Kendi finansman sistemini kurdu
Yalçınlar Group olarak bu soruna çözüm bulmak amacıyla kendi finansman sistemlerini kurduklarını ifade eden Yalçın, satışa sundukları villalarda TL ve Dolar ile satış seçenekleri dışında, "dolar düşerse dolar, artarsa TL öde" uygulaması finasman seçenekleri arasında sunduklarını kaydediyor.
Uygulamada, sözleşme imzalanırken Türk lirası çek veya senet aldıklarını belirten Yalçın, dolar artarsa alıcının döviz artış farkını ödemediğini, dolar düşerse dolar olarak hesabına geçirilip fazla ödenen dolar farkının ödeme sonundaki toplam dolar burcu hesabından düşüldüğünü, bakiye alacak varsa alıcıya iade edildiğini söylüyor. Yalçınlar Group'un uyguladığı sistemin alıcıyı hem döviz artışında hem de düşüşünde koruyan avantajlı bir sistem olduğunu dile getiren Yalçın, finansman modelini son satışlarında uyguladıklarını ve müşterileri tarafından beğeniyle karşılandığını belirtiyor.
Yalçınlar Group olarak finansman sorununu orantısal olarak kendi sermayelerinden, öz kaynaklarından, önceki projelerinden satışta olan gayrimenkullerden, alacaklarından ve üçte birini de uzun vadeli banka proje kredisiyle sağladıklarına değinen Yalçın, sektörde yer alan aktörlerin müşterilerinin beklentilerine göre kendi finans modellerini yaratması gerektiğine vurgu yapıyor.
İdeal seviye 2.5 tl altı
Doların normal seviyesinin enflasyonla, orantılı olması ve istikrarlı bir çizgide seyretmesi gerektiğini belirten Yalçın, bu sayede piyasa dengelerinin korunabileceğini kaydediyor. İdeal seviyenin 2.5 TL olduğunu ifade eden Yalçın, ancak bugün ürküten bir görünüm sunan 2.9 TL gibi bir seviyenin bile süre içinde aynı kalmasının, yani istikrarın olması koşuluyla ekonomi için yeterli olabileceğini belirtiyor. Önemli olan faktörün iniş çıkış hareketleri olduğunu kaydeden Yalçın, bu hareketliliğin yabancı ve yerli yatırımcıyı ürküttüğünü, uzun süreli istikrar durumunda ise ekonominin kendi içinde dengelerini bulduğunu ifade ediyor.
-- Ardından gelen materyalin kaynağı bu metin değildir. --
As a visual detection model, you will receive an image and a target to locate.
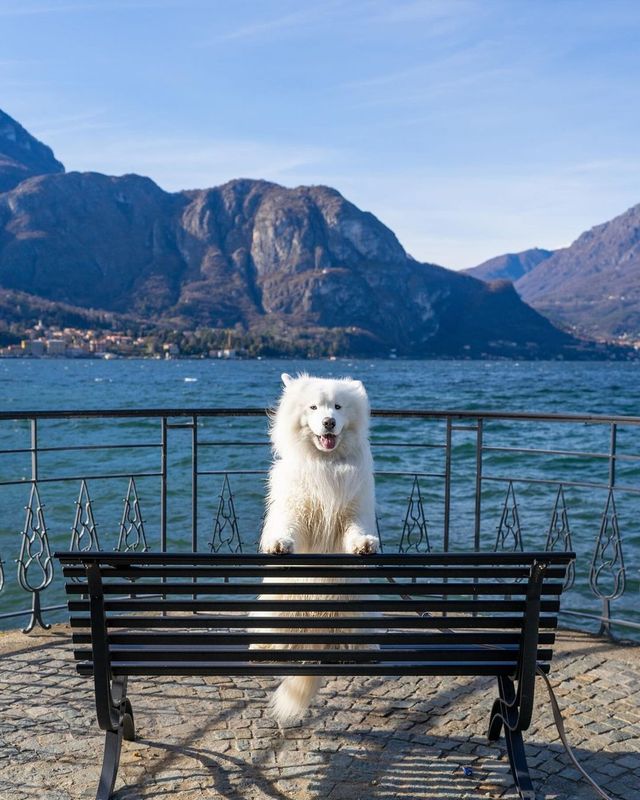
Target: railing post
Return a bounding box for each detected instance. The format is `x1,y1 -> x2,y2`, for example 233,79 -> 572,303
160,417 -> 167,553
442,417 -> 451,553
191,415 -> 198,553
598,422 -> 618,639
31,417 -> 38,481
473,417 -> 483,553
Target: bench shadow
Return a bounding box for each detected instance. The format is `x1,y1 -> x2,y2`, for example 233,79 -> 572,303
114,678 -> 628,800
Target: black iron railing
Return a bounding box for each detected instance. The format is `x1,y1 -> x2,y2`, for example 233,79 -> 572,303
0,408 -> 640,637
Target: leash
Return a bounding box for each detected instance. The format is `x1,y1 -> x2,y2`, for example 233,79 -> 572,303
536,666 -> 614,800
387,577 -> 616,800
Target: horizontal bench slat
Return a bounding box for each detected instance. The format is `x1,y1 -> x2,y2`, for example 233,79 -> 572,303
72,630 -> 556,648
74,645 -> 552,663
66,581 -> 562,596
68,598 -> 560,614
69,609 -> 558,630
62,563 -> 566,580
54,550 -> 575,566
77,661 -> 549,677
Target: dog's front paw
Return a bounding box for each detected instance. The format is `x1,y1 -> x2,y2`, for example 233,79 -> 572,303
265,539 -> 294,556
351,536 -> 378,556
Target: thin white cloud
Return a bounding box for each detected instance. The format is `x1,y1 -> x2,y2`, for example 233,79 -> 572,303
200,0 -> 349,47
55,136 -> 337,191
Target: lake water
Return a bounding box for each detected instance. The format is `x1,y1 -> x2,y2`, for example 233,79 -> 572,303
0,359 -> 640,627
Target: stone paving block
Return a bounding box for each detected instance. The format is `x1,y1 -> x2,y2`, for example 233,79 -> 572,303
0,627 -> 640,800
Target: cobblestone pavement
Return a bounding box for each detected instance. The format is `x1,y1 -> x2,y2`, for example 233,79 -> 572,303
0,626 -> 640,800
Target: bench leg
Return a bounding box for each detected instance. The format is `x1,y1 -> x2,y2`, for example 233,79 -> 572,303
504,726 -> 536,800
487,678 -> 536,800
96,680 -> 136,800
96,727 -> 122,800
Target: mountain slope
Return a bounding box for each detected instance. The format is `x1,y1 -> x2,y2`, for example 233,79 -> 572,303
0,172 -> 575,356
516,205 -> 640,339
465,252 -> 553,283
0,110 -> 64,192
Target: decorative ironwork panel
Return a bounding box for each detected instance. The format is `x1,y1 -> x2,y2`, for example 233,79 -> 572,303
545,484 -> 576,590
209,474 -> 242,553
69,480 -> 100,551
18,483 -> 53,633
116,478 -> 149,553
376,513 -> 384,553
589,489 -> 626,600
493,481 -> 523,552
18,483 -> 53,592
398,475 -> 431,553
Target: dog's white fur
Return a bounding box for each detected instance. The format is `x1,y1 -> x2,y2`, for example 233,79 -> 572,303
260,374 -> 379,723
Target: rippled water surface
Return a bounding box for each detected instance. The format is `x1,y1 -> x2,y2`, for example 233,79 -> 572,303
0,359 -> 640,626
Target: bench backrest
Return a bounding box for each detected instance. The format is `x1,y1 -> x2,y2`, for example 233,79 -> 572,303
56,552 -> 574,677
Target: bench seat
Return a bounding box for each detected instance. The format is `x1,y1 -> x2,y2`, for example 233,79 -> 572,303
56,551 -> 574,800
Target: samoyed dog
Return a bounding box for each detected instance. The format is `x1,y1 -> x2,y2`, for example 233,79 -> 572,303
258,374 -> 379,724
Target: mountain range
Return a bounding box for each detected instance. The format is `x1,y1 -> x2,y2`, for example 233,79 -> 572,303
0,108 -> 632,357
467,205 -> 640,341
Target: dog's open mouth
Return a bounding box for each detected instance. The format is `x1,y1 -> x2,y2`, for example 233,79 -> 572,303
316,433 -> 338,450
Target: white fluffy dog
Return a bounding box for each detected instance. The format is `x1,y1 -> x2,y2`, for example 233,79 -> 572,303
260,374 -> 379,723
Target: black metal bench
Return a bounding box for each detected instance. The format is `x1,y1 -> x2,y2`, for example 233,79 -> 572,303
56,552 -> 574,800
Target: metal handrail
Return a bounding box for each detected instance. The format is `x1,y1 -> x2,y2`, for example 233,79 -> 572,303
0,407 -> 640,635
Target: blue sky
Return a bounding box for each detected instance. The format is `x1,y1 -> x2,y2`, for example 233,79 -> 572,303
0,0 -> 640,269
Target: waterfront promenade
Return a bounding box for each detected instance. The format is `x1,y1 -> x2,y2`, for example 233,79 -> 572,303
0,625 -> 640,800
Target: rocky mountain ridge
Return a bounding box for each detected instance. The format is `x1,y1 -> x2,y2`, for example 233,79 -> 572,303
0,108 -> 600,357
465,252 -> 553,283
0,109 -> 64,192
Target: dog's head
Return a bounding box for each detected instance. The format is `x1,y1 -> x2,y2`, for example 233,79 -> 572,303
271,373 -> 369,457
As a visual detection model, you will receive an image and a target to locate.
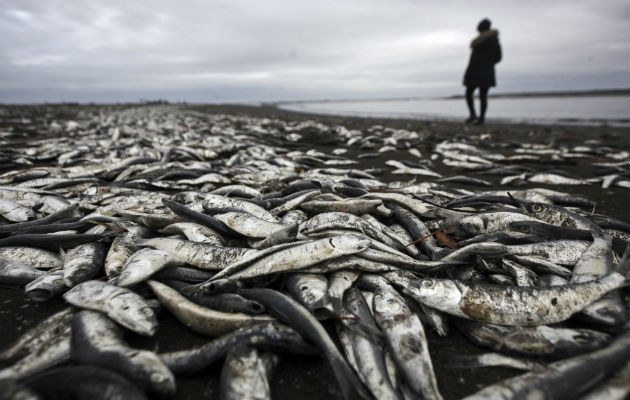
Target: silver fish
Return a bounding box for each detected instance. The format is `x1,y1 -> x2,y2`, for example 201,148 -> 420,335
63,280 -> 158,336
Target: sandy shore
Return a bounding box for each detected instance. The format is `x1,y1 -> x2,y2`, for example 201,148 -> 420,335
187,105 -> 630,223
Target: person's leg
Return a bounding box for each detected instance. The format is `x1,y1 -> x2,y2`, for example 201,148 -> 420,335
466,86 -> 477,122
477,87 -> 490,124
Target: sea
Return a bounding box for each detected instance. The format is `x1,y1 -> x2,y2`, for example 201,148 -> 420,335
278,95 -> 630,127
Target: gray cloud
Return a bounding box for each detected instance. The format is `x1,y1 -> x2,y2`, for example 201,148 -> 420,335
0,0 -> 630,102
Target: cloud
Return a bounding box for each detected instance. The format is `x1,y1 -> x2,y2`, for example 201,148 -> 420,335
0,0 -> 630,101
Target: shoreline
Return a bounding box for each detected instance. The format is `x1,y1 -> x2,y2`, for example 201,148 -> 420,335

Doların mevcut durumu bakımından iyimser ve kötümser olmak üzere iki tablo çizen Yalçın, iyimser açıdan önümüzdeki seçim sonrasında belirsizlik kalktığı andan itibaren doların yüzde 5-10 dolayında düşeceğini, askıda kalmış taleplerin alıma geçeceğini ve satışlarda patlama yaşanabileceğini belirtiyor. Yalçın, kötümser açıdan ise belirsizlik aşılamadığı takdirde doların 3.5 TL'yi geçeceğini ve yalnızca yapı sektörü değil tüm sektörler açısından 2016'nın kayıp bir yıl olarak yaşanacağını kaydediyor.
Diğer yandan, doların yükselişinin konut satın almak isteyen yabancı yatırımcıyı çok fazla etkilemediğini belirten Yalçın, yabancı yatırımcı açısından sıkıntı yaratan faktörleri siyasi belirsizlik atmosferi, aşırı vergiler, bürokratik engeller, faiz oranları, bankaların yabancılara sağladığı kredi imkanları ile kendi ülkesindeki siyasi karar ve gelişmeler olarak sıralıyor.